WHEREFORE, the parties hereto mutually agree to the following principle
terms and agreements:
1. GRANT OF LICENSE RIGHT. ATS hereby grants to IMDC a non-transferable,
exclusive, worldwide license, without sublicense rights, under the Intellectual
Property Rights necessary to make, use and sell products in the First Phase
Product Categories.
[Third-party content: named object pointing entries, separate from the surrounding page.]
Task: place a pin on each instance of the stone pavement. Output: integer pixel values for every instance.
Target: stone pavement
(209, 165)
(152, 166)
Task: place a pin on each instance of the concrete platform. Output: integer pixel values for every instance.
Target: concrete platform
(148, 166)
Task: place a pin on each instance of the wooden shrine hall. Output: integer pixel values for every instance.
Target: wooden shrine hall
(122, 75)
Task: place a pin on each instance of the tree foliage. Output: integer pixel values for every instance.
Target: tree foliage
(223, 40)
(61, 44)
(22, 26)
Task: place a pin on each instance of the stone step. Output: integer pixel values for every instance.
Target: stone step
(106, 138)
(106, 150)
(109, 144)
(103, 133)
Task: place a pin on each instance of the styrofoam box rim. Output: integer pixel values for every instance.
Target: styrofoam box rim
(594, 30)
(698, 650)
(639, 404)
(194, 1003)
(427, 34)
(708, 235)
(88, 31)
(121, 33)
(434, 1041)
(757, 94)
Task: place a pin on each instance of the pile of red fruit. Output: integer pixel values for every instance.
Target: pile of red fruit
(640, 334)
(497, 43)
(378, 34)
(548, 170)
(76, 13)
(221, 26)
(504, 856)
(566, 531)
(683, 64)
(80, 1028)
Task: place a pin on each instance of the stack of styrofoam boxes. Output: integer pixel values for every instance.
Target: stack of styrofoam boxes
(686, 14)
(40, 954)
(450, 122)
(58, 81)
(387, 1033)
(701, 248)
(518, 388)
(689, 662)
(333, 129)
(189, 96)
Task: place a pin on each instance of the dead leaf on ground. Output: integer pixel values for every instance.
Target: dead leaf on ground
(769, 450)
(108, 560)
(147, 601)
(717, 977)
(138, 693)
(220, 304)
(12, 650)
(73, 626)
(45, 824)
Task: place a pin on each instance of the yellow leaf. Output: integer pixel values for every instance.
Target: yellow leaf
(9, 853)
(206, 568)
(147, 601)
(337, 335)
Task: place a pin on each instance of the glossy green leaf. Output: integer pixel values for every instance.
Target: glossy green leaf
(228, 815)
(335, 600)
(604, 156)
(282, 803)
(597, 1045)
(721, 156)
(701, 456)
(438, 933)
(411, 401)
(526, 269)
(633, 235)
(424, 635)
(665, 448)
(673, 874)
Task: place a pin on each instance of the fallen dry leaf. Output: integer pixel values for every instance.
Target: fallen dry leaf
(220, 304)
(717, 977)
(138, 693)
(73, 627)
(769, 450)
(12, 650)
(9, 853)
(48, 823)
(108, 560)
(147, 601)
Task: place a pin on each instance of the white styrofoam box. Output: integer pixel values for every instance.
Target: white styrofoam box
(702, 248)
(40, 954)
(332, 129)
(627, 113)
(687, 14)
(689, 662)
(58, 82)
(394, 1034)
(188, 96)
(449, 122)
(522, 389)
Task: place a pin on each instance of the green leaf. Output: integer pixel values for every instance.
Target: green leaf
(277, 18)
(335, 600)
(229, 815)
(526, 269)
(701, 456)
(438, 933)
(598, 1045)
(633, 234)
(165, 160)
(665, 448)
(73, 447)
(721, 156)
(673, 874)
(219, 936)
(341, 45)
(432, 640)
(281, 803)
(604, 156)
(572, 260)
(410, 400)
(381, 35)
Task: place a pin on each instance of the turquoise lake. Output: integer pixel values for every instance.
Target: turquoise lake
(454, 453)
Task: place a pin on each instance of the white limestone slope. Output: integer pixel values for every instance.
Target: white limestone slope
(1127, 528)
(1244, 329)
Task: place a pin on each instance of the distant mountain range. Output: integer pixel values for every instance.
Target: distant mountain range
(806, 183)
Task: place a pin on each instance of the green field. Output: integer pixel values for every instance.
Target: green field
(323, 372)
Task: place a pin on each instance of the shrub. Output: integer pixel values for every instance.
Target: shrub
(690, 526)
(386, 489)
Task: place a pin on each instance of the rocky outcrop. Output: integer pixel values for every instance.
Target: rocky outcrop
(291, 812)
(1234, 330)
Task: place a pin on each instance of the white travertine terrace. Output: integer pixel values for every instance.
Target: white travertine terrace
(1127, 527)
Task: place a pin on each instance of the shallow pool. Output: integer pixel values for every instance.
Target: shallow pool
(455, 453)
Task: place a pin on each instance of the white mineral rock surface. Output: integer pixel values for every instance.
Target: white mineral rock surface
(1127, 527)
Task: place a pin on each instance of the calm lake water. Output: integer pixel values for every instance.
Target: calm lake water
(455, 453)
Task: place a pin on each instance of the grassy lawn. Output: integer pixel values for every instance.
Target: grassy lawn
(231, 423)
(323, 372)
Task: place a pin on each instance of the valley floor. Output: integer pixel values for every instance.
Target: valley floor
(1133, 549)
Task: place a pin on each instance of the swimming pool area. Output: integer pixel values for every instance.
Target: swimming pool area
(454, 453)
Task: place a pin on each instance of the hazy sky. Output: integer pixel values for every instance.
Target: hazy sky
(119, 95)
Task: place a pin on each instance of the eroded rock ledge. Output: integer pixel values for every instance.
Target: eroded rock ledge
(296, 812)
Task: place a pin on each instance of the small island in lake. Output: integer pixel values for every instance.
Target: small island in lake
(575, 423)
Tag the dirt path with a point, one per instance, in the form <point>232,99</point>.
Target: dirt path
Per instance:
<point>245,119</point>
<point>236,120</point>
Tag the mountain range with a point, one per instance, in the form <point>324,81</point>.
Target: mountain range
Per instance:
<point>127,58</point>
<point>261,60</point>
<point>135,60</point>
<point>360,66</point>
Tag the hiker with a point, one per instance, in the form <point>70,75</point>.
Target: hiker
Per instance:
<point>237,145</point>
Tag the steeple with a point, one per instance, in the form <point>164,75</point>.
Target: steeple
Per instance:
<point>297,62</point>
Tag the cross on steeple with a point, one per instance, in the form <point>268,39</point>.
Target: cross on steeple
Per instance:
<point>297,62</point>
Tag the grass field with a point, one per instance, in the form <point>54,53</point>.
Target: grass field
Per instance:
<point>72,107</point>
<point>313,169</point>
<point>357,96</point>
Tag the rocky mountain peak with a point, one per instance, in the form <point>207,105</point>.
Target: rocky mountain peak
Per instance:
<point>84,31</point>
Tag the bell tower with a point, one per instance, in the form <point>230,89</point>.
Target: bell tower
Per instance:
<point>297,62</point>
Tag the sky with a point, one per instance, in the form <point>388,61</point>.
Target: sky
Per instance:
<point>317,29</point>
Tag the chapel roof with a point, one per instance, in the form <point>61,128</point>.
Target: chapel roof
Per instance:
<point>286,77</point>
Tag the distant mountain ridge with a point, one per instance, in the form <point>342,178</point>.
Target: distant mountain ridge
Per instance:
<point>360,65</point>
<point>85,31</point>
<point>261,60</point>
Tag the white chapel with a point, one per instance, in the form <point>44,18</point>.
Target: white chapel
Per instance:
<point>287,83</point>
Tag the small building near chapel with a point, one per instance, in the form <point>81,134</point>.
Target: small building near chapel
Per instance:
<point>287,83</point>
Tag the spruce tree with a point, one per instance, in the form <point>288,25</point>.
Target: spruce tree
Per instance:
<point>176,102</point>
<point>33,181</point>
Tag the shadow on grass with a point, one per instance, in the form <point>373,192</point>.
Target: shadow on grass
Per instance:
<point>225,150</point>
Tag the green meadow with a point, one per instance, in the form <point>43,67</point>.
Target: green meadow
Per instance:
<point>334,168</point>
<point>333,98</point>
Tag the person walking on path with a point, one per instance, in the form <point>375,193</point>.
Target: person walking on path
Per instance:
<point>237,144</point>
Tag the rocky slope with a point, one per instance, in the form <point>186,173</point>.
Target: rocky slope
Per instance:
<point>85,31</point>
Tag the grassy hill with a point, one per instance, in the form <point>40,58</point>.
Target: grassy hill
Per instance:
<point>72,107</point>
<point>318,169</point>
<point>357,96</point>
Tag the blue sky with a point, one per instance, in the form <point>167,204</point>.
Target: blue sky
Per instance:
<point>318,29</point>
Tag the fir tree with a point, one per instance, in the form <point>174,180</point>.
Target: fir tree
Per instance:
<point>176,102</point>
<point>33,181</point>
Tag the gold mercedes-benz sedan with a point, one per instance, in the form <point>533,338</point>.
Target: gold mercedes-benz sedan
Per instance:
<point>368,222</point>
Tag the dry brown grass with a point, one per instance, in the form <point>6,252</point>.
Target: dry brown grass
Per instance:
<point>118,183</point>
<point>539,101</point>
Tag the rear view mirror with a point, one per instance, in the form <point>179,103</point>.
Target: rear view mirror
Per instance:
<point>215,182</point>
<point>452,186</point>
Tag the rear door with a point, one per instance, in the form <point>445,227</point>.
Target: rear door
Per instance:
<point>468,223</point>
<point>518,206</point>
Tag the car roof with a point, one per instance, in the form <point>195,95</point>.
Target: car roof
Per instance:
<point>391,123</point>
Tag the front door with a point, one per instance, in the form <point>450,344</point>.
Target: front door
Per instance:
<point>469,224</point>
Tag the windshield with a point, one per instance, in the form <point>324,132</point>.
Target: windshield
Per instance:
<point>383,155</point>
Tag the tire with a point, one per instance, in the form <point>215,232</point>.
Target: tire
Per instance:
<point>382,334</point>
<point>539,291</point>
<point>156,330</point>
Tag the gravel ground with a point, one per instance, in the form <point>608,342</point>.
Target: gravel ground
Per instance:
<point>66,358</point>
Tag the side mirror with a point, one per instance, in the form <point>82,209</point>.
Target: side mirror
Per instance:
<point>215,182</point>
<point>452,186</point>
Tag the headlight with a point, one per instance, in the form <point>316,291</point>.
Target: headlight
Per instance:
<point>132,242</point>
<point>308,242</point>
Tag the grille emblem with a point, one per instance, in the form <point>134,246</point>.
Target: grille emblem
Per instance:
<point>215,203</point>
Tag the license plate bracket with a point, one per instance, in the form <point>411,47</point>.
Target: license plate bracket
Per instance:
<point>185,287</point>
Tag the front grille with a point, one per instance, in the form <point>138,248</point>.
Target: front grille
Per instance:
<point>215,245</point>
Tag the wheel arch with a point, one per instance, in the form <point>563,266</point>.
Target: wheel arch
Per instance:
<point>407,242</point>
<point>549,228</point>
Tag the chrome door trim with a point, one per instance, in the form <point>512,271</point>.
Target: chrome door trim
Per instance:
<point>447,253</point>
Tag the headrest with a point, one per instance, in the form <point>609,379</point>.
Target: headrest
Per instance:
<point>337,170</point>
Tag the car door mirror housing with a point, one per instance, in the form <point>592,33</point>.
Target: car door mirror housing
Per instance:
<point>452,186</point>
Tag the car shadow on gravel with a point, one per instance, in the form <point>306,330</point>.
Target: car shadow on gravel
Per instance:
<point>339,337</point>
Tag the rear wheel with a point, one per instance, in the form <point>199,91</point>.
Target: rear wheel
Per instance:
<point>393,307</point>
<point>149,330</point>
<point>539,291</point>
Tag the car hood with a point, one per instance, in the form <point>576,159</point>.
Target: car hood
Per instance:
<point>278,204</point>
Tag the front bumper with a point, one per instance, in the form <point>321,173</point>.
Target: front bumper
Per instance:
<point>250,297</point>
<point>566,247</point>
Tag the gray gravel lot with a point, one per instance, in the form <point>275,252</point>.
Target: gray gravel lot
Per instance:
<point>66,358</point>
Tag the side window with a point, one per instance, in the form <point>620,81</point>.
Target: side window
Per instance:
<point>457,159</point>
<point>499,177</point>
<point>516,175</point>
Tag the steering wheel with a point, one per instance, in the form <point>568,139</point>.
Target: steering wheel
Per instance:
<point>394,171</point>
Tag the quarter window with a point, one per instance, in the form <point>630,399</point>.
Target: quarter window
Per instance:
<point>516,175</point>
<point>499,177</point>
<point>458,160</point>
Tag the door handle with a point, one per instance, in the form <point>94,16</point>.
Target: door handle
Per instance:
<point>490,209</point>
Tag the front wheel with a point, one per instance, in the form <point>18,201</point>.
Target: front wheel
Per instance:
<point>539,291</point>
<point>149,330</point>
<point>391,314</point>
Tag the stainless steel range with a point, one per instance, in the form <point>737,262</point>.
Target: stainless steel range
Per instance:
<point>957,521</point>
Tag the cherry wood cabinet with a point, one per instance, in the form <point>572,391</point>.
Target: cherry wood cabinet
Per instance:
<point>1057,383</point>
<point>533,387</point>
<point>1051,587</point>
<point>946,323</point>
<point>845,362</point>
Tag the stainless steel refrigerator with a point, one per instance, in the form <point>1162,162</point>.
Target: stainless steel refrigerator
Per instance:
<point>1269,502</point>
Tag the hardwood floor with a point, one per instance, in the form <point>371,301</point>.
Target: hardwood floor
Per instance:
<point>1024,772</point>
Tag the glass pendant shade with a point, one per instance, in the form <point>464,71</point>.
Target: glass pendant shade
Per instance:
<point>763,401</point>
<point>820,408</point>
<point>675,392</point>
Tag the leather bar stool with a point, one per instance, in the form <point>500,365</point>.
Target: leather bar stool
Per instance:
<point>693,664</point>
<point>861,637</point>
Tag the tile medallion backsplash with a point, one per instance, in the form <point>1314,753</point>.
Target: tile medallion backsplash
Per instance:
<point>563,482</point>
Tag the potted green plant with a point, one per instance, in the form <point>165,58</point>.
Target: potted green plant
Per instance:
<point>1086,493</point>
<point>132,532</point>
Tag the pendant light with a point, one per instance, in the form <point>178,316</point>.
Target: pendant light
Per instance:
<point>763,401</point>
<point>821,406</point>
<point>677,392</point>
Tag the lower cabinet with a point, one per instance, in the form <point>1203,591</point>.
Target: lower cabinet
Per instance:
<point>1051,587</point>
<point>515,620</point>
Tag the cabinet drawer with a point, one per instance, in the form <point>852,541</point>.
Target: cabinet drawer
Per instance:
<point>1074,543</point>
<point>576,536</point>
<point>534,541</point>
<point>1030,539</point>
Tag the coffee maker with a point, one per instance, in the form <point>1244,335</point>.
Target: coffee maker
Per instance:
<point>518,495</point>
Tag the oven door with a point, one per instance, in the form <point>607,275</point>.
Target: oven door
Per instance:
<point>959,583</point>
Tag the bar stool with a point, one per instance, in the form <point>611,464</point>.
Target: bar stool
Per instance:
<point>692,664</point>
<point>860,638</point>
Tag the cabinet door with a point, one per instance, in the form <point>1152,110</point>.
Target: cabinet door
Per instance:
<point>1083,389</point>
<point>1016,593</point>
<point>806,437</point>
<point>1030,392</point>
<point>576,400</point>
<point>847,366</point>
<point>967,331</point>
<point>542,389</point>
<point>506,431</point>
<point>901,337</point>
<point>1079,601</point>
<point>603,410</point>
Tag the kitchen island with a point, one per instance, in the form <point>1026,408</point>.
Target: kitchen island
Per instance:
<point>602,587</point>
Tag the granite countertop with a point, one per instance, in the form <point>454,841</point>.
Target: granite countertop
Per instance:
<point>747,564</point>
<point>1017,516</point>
A customary form of license agreement containing the
substantive terms from this Agreement and other customary and reasonable terms
shall be drafted, mutually approved and signed by both parties promptly after
the date hereof.
2. OPTION TO ACQUIRE LICENSE RIGHTS. Subject to IMDC completing the
acquisition of at least 50% of CGEN by September 30, 1999, IMDC agrees to
acquire from ATS and ATS agrees to grant IMDC a non-transferable, exclusive,
worldwide license under the Intellectual Property Rights necessary to make, use
and sell products in the Second Phase Product Categories. This license does not
include any right to sub-license except for the Product Category listed in
clause (5) of Recital A. Accordingly, until September 30, 1999, with respect to
every aspect of the Second Phase Product Categories, ATS and IMDC will deal
exclusively only with each other; provided, however, that in the event CGEN
is acquired by a third party prior to that date, ATS may give a written notice
that ATS no longer wishes to be bound by this Section 2; and in the event ATS
does give said written notice, then IMDC shall still be entitled to acquire the
exclusive license for the Second Phase Product Categories if IMDC makes payment
to ATS within 30 days after IMDC's receipt of said written notice in the amounts
as specified in Section 3(d) below, notwithstanding the fact that IMDC did not
acquire CGEN. Upon IMDC so paying for this additional license right, the
license agreement shall be amended to include the Second Phase Product
Categories.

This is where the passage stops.